Contributions are welcome! Please feel free to submit a Pull Request. Please review Contributions & Requests for information on contributing, help to understand the project and its structure, and to see requests for help.

Installation

Prereqs

  • Rust 1.70.0 or higher

Building from source

# Clone the repository
git clone https://github.com/cadecrow/smg.git
cd smg

# Build the project
cargo build --release

Recommended: Install with cargo

from within smg directory

cargo install --path .

If you do not use cargo, you can add the Release Directory to your PATH or copy the Binary to a PATH directory. I will not explain this here. If you do not know what this means but you want to use one of these options, you'd be best served doing some googling or perplexitying to learn what this means.

Basic Usage

smg [OPTIONS]

Command Line Arguments

Argument Short Description Default
--project -p Path to your Next.js project Current directory (.)
--xml-output Output path for sitemap.xml sitemap.xml
--json-output Output path for sitemap.json sitemap.json
--base-url -b Base URL for your website https://example.com

Examples

Generate sitemaps for a Next.js project in the current directory:

smg

Specify a different project directory and base URL:

smg --project ./my-nextjs-app --base-url https://mywebsite.com

Customize output file paths:

smg --xml-output ./public/sitemap.xml --json-output ./src/data/sitemap.json

Output Files

sitemap.xml

<?xml version="1.0" encoding="UTF-8"?>
<urlset xmlns="http://www.sitemaps.org/schemas/sitemap/0.9">
  <url>
    <loc>https://example.com/</loc>
    <lastmod>2023-04-29T10:42:19Z</lastmod>
  </url>
  <url>
    <loc>https://example.com/about</loc>
    <lastmod>2023-04-28T15:30:00Z</lastmod>
  </url>
</urlset>

sitemap.json

[
	{
		"route": "/",
		"path": "app/page.tsx",
		"label": "Home",
		"description": "",
		"last_modified": "2023-04-29T10:42:19Z"
	},
	{
		"route": "/about",
		"path": "app/about/page.tsx",
		"label": "About",
		"description": "",
		"last_modified": "2023-04-28T15:30:00Z"
	}
]

Notes

  1. When the program starts, it looks for an smg.config.json file
  2. If the file exists, it loads the settings
  3. If the file doesn't exist, it creates one with default values
  4. Command line arguments take precedence over config file settings
  5. The merged configuration is used to run the program

This approach gives you flexibility:

  • You can set project-specific defaults in the config file
  • You can override specific settings via command line when needed
  • The config file is automatically created with sensible defaults

The configuration file is particularly useful for CI/CD pipelines or when running the tool regularly, as users won't need to specify the same arguments each time.

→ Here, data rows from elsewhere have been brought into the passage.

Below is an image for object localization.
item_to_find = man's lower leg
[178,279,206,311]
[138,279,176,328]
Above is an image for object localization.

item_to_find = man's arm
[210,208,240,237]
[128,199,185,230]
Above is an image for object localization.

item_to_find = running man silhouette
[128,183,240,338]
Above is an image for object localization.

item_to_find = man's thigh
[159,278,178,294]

  • The tool follows Next.js App Router conventions, looking for page.tsx files
  • Accounts for folders with names contained within parens. e.g. app/(layout-group)/blog/page.tsx => /blog
  • Dynamic routes (with [brackets]) are detected and included in the sitemap
  • Routes in directories starting with underscore (_) or inside api directories are excluded
  • You can edit the generated JSON to add custom descriptions and labels

Advanced Usage

Configuration

You can create an smg.config.json file in your project root to set default options:

Example:

{
	"project": ".",
	"xml_output": "public/sitemap.xml",
	"json_output": "src/data/sitemap.json",
	"base_url": "https://mywebsite.com"
}

If no configuration file exists, the tool will create one with default values when first run.

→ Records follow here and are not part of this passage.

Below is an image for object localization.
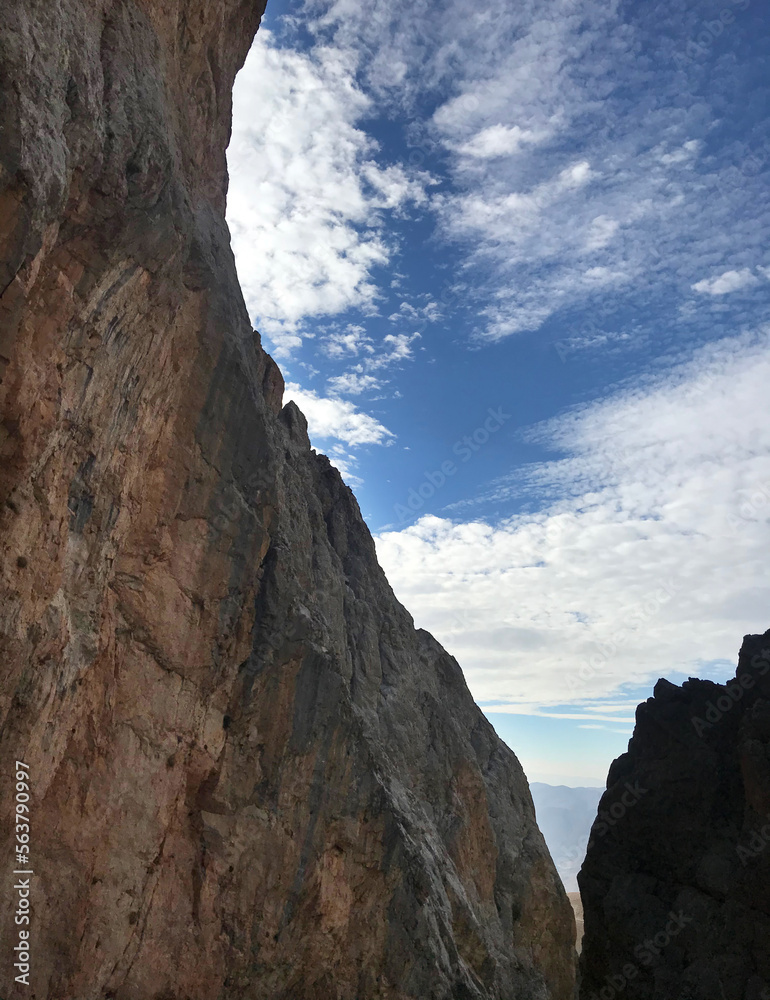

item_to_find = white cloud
[377,331,770,708]
[227,29,430,356]
[328,372,385,396]
[284,382,395,447]
[457,122,551,160]
[321,324,374,358]
[692,267,759,295]
[353,333,420,373]
[309,0,770,340]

REMEMBER: Command line arguments will always override settings in the configuration file.

Advanced Configuration

The smg.config.json file supports advanced path filtering and custom sitemap generation:

Excluding Routes

You can exclude specific routes from both the sitemap.xml and sitemap.json sitemaps:

{
	"excluded_routes": {
		"exact": ["/admin", "/login"],
		"children": ["/drafts"],
		"patterns": ["^/temp-.*$"]
	}
}
  • exact: Matches exact routes
  • children: Matches the specified route and all its children
  • patterns: Matches routes using regular expressions

Custom Sitemaps and Exclusion Rules

You can generate additional sitemap files for specific groups of routes. You can also specify whether or not these routes are added to the main sitemap.json and sitemap.xml files.

{
	"custom_sitemaps": {
		"blog": {
			"output": "blog_sitemap.json",
			"include_in_main_json": true,
			"include_in_main_xml": false,
			"routes": {
				"exact": ["/blog"],
				"children": ["/posts"],
				"patterns": ["^/articles/.*$"]
			}
		},
		"products": {
			"output": "products_sitemap.json",
			"include_in_main_json": false,
			"include_in_main_xml": true,
			"routes": {
				"exact": [],
				"children": ["/products"],
				"patterns": []
			}
		}
	}
}

For each custom sitemap:

  • output: Path where the custom sitemap JSON will be saved
  • include_in_main_json: Whether to include matching routes in the main JSON sitemap
  • include_in_main_xml: Whether to include matching routes in the main XML sitemap
  • routes: Route patterns to include in this custom sitemap

Route Matching Rules and Conflict Resolution

When routes match multiple rules:

!!! Note, conflict resolution is currently buggy. I (or an awesome contributor such as maybe... yourself) will fix it and update this.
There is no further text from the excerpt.